The low-priced e-commerce platform Temu is now available in several EU countries and may become a threat to established platforms in the future.
- Temu is a young e-commerce startup that offers competitively priced products, ranging from clothing and jewelry to lawn furniture and electronics.
- Pronounced ‘tee-moo,’ according to their website, Temu was founded in Boston, MA, and is owned by PDD Holdings Inc., which is based in Dublin, Ireland.
What happened: Temu.com has expanded its operations to serve several European countries, including the UK, France, Germany, Italy, the Netherlands, and Spain, reports Reuters.
Temu already serves many other English-speaking countries around the world, including Australia, New Zealand, and Canada, as well as the United States.
What it means: The company is expanding at an extraordinarily rapid pace and may see it expanding further into Europe and the EU.
Beyond this, Temu may set its sights on expanding to other countries outside Europe, such as Asia and the Americas.
Why it’s important: Temu offers exceptionally low-priced products.
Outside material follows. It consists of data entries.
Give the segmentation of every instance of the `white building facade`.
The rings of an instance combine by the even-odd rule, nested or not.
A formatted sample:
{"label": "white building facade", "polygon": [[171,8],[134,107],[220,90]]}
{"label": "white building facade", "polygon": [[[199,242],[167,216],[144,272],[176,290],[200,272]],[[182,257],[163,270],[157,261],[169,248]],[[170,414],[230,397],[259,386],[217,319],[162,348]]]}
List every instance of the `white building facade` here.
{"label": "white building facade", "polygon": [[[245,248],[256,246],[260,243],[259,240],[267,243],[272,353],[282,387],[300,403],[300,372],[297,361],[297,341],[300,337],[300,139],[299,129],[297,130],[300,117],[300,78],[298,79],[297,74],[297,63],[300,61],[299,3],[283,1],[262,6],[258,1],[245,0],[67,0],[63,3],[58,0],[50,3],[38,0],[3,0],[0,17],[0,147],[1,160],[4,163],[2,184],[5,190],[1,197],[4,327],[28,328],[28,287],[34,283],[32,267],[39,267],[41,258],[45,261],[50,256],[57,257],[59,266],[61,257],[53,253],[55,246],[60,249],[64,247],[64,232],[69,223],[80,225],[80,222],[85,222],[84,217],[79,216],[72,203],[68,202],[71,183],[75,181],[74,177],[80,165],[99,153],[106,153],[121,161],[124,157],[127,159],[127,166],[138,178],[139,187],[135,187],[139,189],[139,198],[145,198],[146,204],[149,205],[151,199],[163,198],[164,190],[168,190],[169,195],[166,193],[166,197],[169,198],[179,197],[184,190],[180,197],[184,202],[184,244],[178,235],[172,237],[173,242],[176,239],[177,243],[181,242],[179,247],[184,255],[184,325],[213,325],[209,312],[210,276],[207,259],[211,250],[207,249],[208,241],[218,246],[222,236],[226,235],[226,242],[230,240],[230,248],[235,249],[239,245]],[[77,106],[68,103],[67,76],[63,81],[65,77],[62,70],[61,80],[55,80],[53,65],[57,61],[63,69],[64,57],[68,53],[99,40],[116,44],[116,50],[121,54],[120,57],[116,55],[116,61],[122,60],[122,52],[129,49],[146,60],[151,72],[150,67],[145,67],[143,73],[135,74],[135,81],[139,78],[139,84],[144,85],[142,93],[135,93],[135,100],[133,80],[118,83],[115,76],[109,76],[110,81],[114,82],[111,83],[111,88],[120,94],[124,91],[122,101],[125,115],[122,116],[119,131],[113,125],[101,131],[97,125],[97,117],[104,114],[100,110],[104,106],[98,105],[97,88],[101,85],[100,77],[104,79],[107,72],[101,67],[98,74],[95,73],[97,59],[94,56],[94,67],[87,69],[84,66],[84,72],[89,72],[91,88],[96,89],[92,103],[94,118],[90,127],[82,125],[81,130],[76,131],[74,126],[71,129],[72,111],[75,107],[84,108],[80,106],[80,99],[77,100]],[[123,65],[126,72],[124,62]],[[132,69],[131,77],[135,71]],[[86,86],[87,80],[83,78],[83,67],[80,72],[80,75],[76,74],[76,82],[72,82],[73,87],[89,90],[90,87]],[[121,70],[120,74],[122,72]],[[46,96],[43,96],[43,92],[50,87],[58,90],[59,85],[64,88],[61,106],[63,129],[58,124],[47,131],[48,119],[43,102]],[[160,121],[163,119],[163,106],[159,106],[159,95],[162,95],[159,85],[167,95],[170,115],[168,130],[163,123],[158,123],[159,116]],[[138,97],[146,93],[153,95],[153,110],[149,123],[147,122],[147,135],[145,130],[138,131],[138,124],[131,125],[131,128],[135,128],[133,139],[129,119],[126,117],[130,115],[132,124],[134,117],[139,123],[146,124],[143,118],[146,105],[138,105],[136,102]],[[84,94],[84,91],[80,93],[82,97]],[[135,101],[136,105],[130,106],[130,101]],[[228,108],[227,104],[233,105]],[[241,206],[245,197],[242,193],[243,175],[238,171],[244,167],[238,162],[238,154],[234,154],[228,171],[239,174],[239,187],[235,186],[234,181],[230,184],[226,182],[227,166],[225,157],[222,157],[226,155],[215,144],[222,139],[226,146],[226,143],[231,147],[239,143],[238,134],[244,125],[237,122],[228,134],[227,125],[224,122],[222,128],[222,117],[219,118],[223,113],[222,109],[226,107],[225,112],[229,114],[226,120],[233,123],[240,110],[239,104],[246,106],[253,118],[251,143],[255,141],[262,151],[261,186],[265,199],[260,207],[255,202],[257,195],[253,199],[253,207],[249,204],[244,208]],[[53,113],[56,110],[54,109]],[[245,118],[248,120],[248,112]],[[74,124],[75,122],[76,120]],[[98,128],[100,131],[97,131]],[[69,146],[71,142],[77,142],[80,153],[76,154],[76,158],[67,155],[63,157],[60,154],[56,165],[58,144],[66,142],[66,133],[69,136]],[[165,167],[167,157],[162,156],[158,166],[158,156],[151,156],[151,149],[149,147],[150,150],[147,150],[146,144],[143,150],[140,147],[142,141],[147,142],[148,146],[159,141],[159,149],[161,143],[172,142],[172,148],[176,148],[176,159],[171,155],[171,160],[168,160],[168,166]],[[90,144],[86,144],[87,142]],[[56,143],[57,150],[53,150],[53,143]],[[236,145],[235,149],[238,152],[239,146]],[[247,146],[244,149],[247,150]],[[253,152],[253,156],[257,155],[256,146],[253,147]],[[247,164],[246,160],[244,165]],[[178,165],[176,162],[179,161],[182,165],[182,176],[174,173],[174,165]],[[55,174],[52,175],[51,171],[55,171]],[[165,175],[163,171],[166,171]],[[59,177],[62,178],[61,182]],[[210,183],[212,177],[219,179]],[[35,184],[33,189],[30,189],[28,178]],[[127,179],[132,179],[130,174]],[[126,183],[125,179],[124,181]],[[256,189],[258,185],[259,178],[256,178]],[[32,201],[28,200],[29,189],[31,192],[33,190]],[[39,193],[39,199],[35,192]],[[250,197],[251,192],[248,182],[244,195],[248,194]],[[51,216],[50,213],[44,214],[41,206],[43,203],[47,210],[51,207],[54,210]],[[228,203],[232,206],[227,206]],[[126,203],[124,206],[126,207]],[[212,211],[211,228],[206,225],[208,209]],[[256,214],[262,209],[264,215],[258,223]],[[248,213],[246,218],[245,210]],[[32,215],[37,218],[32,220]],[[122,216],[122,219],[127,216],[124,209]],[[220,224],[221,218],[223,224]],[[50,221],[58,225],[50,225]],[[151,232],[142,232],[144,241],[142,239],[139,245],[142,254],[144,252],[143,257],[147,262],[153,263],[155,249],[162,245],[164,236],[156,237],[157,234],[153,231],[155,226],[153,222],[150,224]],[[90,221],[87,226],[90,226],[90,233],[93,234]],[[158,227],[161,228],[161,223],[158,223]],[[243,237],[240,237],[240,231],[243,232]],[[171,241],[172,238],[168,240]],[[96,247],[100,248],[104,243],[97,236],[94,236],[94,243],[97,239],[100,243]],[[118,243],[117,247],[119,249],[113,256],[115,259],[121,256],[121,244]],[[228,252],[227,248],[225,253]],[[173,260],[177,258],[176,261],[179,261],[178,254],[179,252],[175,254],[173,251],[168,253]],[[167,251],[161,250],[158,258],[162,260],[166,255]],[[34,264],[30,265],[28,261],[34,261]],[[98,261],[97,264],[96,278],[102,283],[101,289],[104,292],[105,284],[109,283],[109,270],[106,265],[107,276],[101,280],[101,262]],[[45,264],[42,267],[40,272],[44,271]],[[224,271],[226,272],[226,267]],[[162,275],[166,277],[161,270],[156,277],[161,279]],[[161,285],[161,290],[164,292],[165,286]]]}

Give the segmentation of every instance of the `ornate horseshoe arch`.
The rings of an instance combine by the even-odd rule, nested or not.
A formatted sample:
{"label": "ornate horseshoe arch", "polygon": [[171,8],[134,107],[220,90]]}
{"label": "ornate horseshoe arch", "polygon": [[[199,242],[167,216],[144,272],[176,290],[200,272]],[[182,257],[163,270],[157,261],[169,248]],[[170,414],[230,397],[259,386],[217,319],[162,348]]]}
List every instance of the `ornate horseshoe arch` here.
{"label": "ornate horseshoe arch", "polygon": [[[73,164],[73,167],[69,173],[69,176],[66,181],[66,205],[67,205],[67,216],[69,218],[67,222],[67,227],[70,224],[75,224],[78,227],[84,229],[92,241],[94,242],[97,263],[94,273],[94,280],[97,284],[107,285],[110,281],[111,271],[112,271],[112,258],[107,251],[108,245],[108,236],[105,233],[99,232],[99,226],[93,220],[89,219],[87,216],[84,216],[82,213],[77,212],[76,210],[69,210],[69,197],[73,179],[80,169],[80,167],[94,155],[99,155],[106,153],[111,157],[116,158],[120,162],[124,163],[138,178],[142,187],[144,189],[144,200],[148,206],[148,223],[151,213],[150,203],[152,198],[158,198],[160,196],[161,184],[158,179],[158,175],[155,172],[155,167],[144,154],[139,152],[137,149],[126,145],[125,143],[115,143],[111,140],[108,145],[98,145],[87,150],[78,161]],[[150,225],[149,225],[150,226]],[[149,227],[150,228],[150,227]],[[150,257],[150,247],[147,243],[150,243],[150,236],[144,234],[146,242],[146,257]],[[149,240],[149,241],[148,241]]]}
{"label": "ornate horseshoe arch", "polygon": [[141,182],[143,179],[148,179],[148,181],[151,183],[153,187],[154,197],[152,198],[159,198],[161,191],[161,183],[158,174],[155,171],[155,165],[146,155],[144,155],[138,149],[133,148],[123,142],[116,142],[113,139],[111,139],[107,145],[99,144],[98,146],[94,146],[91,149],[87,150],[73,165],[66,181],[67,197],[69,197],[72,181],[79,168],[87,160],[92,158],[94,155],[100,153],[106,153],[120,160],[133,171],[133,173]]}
If the startup can continue to grow at this rate, it could become a real challenge to established platforms like Amazon.
Growth could be cut short: Expanding at a rapid rate, particularly in the US, Temu and rival Chinese e-commerce platform ‘Shein’ have caught the eye of the US-China Economic and Security Review Commission.
Their report titled ‘Shein, Temu, and Chinese e-Commerce: Data Risks, Sourcing Violations, and Trade Loopholes’ highlights the potential risks the platform may have for US consumers.
So, we may see tighter regulation on such e-commerce platforms in the future.